November 15, 2024
Editorial

Ending Stigma

For 20 years, Mental Illness Awareness Week, concluding today, has been used to lessen the stigma of mental illness, tell families how to recognize signs of illness and direct them to places that can offer diagnoses and treatment. That many people now recognize these illnesses is due in part to Congress proclaiming the week in 1983, which this year has the theme “Mental Illness and the Family.” But as op-ed contributors on the BDN pages this week have shown, more information is needed to help those families improve the odds of raising healthy children and detect the signs of illness when they do occur.

The best way to remove the stigma of mental illness is to remove its mystery. Yesterday, Bangor psychiatrist Janet Ordway observed, “It has been shown that the biological changes within our brains are just as real as the changes that go on in the pancreas in diabetes and the heart’s blood vessels during heart attacks.” That knowledge – that what is in our heads isn’t all in our heads – has significantly helped the public understand mental illness. But as “60 Minutes” senior correspondent Mike Wallace noted Thursday, “Physical illness can put you out of action for awhile; it’s often painful and debilitating.

But some mental illnesses are more painful and more debilitating. They can last longer and can be more difficult and expensive to treat.”

Mr. Wallace discussed the loopholes in current federal parity laws – laws that require insurance companies to treat mental illnesses the same as physical illnesses, a distinction that is often false in any event. He observed that Sen. Susan Collins has sponsored legislation that would close some of those loopholes. Recently, she introduced The Keeping Families Together Act, which would provide $55 million to improve services for mentally ill children and their families. The act may not be debated until early next year, but it is an important sign that Congress understands “our system for caring for such children is really in shambles,” in the senator’s words.

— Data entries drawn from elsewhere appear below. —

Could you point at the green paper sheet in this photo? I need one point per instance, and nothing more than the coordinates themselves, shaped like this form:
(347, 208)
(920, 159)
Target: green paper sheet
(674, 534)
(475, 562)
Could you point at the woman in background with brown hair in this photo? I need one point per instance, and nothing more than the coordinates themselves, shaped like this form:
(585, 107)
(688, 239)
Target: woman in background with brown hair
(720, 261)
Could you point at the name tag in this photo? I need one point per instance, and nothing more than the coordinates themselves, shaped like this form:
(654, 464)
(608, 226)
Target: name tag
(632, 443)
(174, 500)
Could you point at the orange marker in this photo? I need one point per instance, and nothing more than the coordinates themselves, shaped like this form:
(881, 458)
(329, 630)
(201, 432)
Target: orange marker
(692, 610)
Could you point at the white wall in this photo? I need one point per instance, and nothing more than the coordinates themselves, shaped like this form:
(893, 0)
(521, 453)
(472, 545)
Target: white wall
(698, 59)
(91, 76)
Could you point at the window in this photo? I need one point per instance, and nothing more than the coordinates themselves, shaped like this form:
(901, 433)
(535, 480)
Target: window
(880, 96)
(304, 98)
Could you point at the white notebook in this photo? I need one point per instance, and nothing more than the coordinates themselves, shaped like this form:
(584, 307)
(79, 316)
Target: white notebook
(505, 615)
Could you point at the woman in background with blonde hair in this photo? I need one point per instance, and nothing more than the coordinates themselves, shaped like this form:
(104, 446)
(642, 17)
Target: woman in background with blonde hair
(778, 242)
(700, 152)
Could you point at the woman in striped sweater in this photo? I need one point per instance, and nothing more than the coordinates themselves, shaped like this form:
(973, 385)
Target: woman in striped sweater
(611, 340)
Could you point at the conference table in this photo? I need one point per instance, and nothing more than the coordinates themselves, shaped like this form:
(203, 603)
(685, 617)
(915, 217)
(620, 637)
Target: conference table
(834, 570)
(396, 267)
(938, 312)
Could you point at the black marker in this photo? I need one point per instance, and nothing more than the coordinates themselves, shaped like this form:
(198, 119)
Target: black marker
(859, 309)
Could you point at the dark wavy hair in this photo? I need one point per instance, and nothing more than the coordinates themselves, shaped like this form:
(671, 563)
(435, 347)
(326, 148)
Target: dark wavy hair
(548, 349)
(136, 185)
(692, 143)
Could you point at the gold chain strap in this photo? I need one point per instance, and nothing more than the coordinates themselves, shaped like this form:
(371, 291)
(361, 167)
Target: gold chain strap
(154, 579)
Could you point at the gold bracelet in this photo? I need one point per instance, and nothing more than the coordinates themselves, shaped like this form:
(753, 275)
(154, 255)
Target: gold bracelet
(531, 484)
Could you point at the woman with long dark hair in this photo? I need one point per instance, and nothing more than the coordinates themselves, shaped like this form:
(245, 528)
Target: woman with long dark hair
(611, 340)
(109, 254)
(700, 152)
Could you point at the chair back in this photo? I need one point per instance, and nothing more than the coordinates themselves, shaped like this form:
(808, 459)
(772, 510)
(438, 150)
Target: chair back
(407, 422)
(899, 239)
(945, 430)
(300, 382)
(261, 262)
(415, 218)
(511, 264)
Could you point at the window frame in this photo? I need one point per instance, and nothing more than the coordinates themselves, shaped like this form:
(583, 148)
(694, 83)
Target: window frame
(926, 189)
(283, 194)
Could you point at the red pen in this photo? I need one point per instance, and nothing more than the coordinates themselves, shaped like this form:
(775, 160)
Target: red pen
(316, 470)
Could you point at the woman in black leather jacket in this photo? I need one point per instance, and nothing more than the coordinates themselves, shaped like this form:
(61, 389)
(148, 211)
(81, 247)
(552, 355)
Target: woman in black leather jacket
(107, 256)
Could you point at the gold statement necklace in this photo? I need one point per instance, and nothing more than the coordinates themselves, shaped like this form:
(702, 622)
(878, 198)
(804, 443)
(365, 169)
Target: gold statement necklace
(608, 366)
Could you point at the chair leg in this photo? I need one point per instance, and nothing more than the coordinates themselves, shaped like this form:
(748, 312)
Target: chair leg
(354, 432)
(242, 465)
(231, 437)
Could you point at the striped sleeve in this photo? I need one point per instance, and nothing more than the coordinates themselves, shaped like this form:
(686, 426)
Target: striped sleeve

The Bush administration agrees. Its New Freedom Commission on Mental Health not long ago issued an important report on the state of mental-health treatment in the nation, encompassing many of the ideas about access to treatment, education and employment that advocates have sought for years. President Bush clearly understood the scope of the problem when, last year, he described three factors that prevented Americans from getting better care: the stigma that surrounds mental illnesses; unfair treatment limitations and financial requirements in private health insurance; and a fragmented mental health service delivery system.

But not all the action should take place in Washington. Local and state organizations, such as NAMI Maine, are crucial not only to treatment and care but to overcoming the stigma about mental illness, making this week a special opportunity to achieve their goals.